Patricia Lester, MD
Leadership Team
Dr. Patricia Lester is the Jane and Marc Nathanson Professor of Psychiatry at the UCLA Semel Institute for Neuroscience and Human Behavior and David Geffen School of Medicine. She serves as the Vice Chair for Community Engagement, Director of the Division of Population Behavioral Health, Director of the Nathanson Family Resilience Center, Co-Director of the Center for Child Anxiety Resilience Education and Support, and part of the leadership team for the Pritzker Center for Strengthening Children and Families. She also serves as the Director of the Los Angeles County Department of Mental Health + UCLA Public Partnership for Wellbeing.
A board certified child and adolescent psychiatrist, Dr. Lester’s research, administrative and clinical work have been dedicated to the development, evaluation, and implementation of family centered prevention and treatment for families and children facing trauma and adversity within community ecosystems and service settings. She co-developed the family-centered preventive intervention FOCUS (Families OverComing Under Stress) which was designed to promote resilience and mitigate stress in families facing adversity, trauma and loss. Over the last 12 years, she has led the successful large-scale implementation of FOCUS as a public health continuum of preventive services to support military families facing deployments and other transitions for the Department of Defense, which has served over 1 million people.

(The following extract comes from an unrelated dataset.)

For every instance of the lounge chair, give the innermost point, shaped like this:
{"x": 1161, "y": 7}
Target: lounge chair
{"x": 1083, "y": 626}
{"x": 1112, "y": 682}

In Los Angeles County, Dr. Lester oversees a prevention learning management system (learn.wellbeing4LA.org) focused on the implementation of trauma and resilience informed practice across large systems of care. She also advises on the needs of military-connected children and families across military, university and non-profit agencies. She is currently a Co-Principal investigator NIMH R01 study to evaluate the longitudinal impact of adverse childhood events related to parental military service during early childhood on adolescent outcomes. Her work has been supported by the Department of Defense, the US Department of Navy Bureau of Medicine and Surgery, National Institute for Mental Health, and the National Institute of Child Health and Human Development.